Dialog 11

780 111 17
                                    

Pertanyaan 11
Dear semesta, bagaimana kau menulis skenario kehidupanku?

*

Tita merenggangkan otot-ototnya, ia menutup laptop dan memadamkan lampu di kamarnya. Laporan praktikumnya masih berserakan di lantai dan meja belajarnya. Ia menyelonjorkan kaki lalu melanjutkan dengan merebahkan tubuhnya di lantai. Tita memandang dinding-dinding kamarnya, setiap kali ia memasuki kamar ini, matanya langsung terfokus pada sebuah kertas karton yang ditempeli berbagai kalimat-kalimat motivasi.
Itu bukan miliknya, tetapi milik teman sekamarnya yang hingga hari ini belum Tita ketahui orangnya. Diah mengatakan bahwa Kia—nama teman sekamarnya, sedang mengikuti pelatihan di kota lain.

Awalnya, Kia akan kembali pada malam hari tepat setelah Tita pindah di kos itu, namun tersenyata rencananya dibatalkan. Kia rupanya masih harus mengikuti pelatihan lanjutan di tempat lain. Anak organisatoris, dan Tita tidak tahu harus berkomentar apa. Dalam hatinya, sedikit rasa was-was tiba-tiba saja muncul. Dirinya mulai berspekulasi seperti apa teman sekamarnya, apakah nanti ia akan menyukai Tita atau tidak?

Tita mengambil ponselnya, ia membuka galeri dan mencari sebuah foto yang mungkin akan sedikit mengobati hatinya. Tita tersenyum ketika berhasil menemukan foto itu. Foto dirinya dan mama. Hanya berdua dan hanya itulah satu-satunya foto yang dimilikinya. Mamanya tidak pernah suka difoto.

Sejak dulu, setiap kali Tita merasa sedih, ragu-ragu ataupun takut, hanya dengan melihat foto mamanya-lah dia akan merasa semuanya baik-baik saja. Pertemuannya dengan laki-laki tadi membuat memorinya kembali mamanya. Ia merindukan mamanya.

“Apa kabar, Ma?” gumamnya. Semakin lama memandangi foto itu, matanya semakin panas dan mulailah berjatuhan bulir-bulir air mata.

Tita menghela napasnya, meletakkan ponselnya di atas kertas-kertas laporan praktikum lalu menghapus air matanya. Ia memutuskan untuk menggeser tubuhnya hingga tepat berada di atas kasur, lalu memejamkan matanya. Berharap dunia mimpi akan memberikannya sedikit keindahan malam ini.

*

Tita merasakan usapan tangan seseorang di dahinya. Ia ingin membuka matanya, namun kepalanya tiba-tiba saja pening dan ia tidak mampu untuk sekadar menggerakkan kelopak matanya.

“Kayaknya demam, Mbak,” sebuah suara asing terdengar dalam telinga Tita, ia kemudian merasakan sebuah usapan lagi di dahinya. “Keringatnya banyak banget, Mbak.”

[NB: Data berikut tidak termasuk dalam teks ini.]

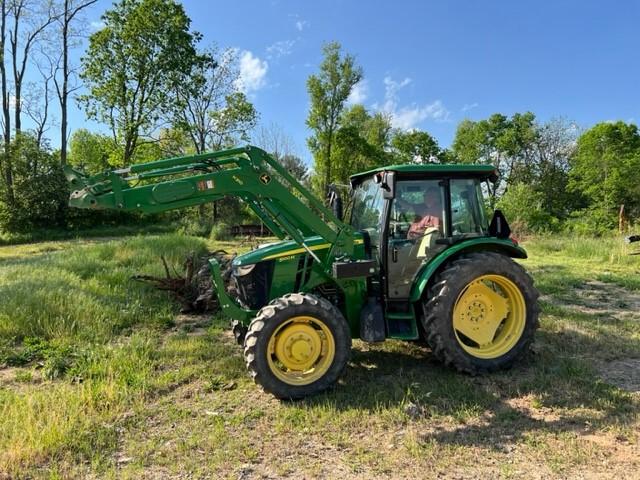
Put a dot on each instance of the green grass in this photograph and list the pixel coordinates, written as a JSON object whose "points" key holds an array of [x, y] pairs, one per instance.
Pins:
{"points": [[102, 377]]}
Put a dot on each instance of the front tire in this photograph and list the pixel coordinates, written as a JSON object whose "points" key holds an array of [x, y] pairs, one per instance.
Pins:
{"points": [[481, 313], [297, 346]]}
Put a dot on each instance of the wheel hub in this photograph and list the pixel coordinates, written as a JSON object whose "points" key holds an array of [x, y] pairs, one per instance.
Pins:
{"points": [[298, 346], [490, 314]]}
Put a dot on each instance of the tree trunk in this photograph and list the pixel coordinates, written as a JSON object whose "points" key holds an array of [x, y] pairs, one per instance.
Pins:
{"points": [[65, 87]]}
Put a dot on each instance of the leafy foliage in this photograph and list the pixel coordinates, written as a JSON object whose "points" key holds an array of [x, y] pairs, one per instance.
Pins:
{"points": [[605, 171], [329, 90], [524, 207], [134, 64], [40, 188]]}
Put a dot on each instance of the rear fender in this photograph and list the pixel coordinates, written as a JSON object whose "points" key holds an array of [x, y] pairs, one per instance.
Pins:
{"points": [[492, 244]]}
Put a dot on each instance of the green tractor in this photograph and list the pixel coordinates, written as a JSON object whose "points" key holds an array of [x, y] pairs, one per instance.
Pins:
{"points": [[416, 258]]}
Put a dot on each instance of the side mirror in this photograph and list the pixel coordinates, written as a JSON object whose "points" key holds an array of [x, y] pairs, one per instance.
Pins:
{"points": [[499, 226], [387, 182], [335, 201]]}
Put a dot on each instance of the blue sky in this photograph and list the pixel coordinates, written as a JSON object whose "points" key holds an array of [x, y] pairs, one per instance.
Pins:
{"points": [[431, 64]]}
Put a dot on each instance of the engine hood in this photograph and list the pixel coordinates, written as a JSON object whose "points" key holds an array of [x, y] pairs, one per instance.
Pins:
{"points": [[287, 248], [280, 250]]}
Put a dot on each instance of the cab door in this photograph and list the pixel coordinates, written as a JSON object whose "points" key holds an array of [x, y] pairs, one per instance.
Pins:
{"points": [[416, 221]]}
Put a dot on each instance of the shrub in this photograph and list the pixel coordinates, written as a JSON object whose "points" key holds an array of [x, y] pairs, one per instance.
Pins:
{"points": [[523, 207], [220, 231]]}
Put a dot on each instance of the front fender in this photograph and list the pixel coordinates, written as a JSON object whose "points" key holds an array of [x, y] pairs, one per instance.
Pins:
{"points": [[229, 307], [505, 246]]}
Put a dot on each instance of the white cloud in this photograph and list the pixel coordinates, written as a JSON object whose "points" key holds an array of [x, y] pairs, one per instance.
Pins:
{"points": [[97, 25], [253, 72], [280, 49], [408, 117], [359, 92]]}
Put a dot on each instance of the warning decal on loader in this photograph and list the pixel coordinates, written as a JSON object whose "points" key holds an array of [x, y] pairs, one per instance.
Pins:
{"points": [[205, 185]]}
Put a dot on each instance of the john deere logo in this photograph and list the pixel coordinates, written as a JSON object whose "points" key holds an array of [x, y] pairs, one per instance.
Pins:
{"points": [[264, 178]]}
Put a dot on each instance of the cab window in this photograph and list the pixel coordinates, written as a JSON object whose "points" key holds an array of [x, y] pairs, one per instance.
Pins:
{"points": [[467, 211]]}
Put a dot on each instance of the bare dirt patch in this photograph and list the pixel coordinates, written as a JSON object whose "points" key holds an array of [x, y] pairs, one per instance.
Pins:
{"points": [[624, 373], [606, 300]]}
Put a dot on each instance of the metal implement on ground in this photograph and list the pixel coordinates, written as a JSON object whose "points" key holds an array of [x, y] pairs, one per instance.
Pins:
{"points": [[416, 259]]}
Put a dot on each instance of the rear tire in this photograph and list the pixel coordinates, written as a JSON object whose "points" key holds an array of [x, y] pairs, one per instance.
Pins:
{"points": [[297, 346], [481, 313]]}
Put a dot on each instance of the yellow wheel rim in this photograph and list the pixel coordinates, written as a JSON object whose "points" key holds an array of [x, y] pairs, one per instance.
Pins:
{"points": [[301, 350], [489, 316]]}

Tita tidak tahu apa yang sedang terjadi pada dirinya, namun ia sudah berkali-kali mengalami hal ini. Dalam pendengarannya, ia mampu mendengar suara napasnya yang seperti tersengal dan berhawa panas. Keadaan ini sering dialaminya selama dua tahun ini, setiap kali memori masa lalunya kembali menerjang ingatannya.

Ia hampir terbiasa dengan situasi ini sejak dua tahun yang lalu.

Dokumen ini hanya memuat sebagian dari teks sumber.